JOHNNY BOND

Hot Rod Lincoln

Over the course of a nearly-four-decade career as an entertainer, Johnny Bond often had to change the game plan, especially in the early going when major stardom seemed out of his grasp. Content to stay in the background as needed, he made steady progress into radio, television, films and comedic acting while placing his main focus on being a country and western guitarist and songwriter. Success came with recordings that covered subjects like volatile romantic entanglements, speeding around in fast cars and guzzling lots of liquor. He famously sang about these things, but...didn't necessarily participate in them!?

Enville, Oklahoma was the birthplace of Cyrus Whitfield Bond in 1915, though he grew up Marietta, a small town of about 1500 near the southern border of the state.
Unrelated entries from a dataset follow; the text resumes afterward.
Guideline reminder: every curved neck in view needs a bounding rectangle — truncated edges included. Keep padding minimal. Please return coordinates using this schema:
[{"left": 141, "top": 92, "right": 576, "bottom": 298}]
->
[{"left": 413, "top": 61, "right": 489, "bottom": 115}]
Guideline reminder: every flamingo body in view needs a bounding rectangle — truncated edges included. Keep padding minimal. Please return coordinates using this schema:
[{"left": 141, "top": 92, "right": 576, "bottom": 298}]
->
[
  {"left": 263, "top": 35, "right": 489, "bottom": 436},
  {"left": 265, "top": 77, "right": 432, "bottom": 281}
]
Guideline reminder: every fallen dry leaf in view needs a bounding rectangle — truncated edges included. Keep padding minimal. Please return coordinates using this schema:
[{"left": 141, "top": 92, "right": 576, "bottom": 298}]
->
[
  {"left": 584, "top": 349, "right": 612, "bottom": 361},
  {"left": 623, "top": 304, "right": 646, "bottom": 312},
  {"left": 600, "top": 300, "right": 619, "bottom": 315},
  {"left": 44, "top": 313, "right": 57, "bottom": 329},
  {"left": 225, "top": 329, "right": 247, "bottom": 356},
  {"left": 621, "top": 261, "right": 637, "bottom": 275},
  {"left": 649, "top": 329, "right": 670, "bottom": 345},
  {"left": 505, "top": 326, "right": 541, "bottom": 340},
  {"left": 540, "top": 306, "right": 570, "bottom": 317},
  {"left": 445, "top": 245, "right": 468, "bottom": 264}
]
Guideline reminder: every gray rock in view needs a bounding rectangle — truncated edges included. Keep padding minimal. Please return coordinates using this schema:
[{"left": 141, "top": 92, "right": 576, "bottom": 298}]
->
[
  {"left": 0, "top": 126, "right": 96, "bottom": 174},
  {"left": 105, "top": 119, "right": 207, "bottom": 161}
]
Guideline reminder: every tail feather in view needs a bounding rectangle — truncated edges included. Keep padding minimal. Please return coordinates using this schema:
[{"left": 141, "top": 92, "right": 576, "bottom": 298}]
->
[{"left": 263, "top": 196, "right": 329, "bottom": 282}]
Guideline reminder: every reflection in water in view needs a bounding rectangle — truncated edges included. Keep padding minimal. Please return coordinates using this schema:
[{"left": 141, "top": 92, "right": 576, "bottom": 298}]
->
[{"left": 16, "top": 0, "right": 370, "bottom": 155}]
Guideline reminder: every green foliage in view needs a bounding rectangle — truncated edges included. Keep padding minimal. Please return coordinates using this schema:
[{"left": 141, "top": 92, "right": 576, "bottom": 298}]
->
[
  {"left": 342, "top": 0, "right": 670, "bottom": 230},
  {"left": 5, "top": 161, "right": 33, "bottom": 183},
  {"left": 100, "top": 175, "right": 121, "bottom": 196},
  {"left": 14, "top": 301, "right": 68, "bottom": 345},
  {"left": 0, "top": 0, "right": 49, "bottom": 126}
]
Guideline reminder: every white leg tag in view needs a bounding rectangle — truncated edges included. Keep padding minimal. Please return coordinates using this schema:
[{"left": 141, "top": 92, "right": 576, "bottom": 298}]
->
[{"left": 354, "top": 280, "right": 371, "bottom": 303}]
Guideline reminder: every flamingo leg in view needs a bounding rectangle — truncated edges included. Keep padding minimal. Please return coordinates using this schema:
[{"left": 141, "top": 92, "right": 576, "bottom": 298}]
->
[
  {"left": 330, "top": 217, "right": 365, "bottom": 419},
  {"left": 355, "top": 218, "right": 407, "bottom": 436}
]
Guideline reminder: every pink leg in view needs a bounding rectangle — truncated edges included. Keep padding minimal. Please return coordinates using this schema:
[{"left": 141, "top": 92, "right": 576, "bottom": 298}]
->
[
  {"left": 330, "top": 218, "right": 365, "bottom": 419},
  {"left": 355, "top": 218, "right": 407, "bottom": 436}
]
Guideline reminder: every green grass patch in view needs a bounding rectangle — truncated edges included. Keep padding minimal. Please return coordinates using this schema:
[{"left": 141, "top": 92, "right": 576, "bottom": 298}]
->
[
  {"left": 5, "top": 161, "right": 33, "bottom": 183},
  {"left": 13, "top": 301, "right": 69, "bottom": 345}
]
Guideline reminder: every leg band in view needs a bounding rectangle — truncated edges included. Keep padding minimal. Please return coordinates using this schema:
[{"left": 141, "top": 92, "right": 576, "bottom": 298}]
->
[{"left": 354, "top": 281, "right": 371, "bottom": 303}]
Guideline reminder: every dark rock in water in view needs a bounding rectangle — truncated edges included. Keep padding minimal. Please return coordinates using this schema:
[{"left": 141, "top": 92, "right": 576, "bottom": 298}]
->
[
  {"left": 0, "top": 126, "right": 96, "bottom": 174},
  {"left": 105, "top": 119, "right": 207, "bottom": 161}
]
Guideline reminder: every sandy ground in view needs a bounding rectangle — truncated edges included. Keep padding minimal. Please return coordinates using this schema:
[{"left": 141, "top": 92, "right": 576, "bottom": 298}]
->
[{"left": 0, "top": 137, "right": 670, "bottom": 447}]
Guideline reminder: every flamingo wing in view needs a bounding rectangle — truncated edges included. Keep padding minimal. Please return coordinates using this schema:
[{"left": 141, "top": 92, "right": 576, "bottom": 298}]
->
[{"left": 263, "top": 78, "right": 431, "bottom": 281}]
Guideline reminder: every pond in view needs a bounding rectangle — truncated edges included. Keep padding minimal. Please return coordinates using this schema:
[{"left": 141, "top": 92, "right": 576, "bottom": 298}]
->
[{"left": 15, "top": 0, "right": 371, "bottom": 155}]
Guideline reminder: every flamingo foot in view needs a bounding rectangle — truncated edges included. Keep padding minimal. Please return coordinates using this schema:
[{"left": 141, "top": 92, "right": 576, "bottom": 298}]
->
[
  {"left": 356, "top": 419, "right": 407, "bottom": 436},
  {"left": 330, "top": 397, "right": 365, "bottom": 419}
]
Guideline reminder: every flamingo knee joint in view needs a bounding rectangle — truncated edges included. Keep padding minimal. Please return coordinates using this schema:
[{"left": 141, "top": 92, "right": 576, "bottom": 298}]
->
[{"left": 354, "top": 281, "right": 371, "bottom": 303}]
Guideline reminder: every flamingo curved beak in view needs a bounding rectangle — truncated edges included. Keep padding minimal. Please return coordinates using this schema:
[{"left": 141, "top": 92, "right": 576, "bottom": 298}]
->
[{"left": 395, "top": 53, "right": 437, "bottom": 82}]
With "Singing Brakeman" Jimmie Rodgers as his main influence, he would practice on any handheld instrument that was lying around in the homes of relatives or friends, resulting in a fair ability on guitar, banjo and ukulele as early as elementary school. After graduating from Marietta High in 1933, he headed to Oklahoma City and gained a temporary spot playing with Otto Gray's Oklahoma Cowboy Band from the nearby town of Ripley; under original leader Billy McGinty (a former member of Teddy Roosevelt's Rough Riders), the band had been performing regularly at Tulsa's 1170AM KVOO radio.

After considering using his given name, he settled on Johnny Bond as a more showbiz-type moniker. In 1937, he joined two other singing guitarists, Scotty Harrell and rural Arkansas-born Jimmy Wakely; they called themselves The Singing Cowboy Trio and secured a spot performing on 900AM WKY in Oklahoma City. For a time they had a sponsor, the Bell Clothing Company, and were known as The Bell Boys, going so far as to wear bellhop uniforms with those little pillbox hats. Gene Autry met the trio while passing through and recommended them for an appearance in Saga of Death Valley, a Republic picture released in 1939 starring Roy Rogers. In 1940, Autry started his own series for the CBS radio network, Doublemint's Melody Ranch (changed later in the year to Gene Autry's Melody Ranch), and he offered the group, then known as The Jimmy Wakely Trio, a spot on the show. Gene, recognizing Johnny's sense of humor, started using him as a comedic foil in skits. In addition, Republic Pictures gave the trio more opportunites in films.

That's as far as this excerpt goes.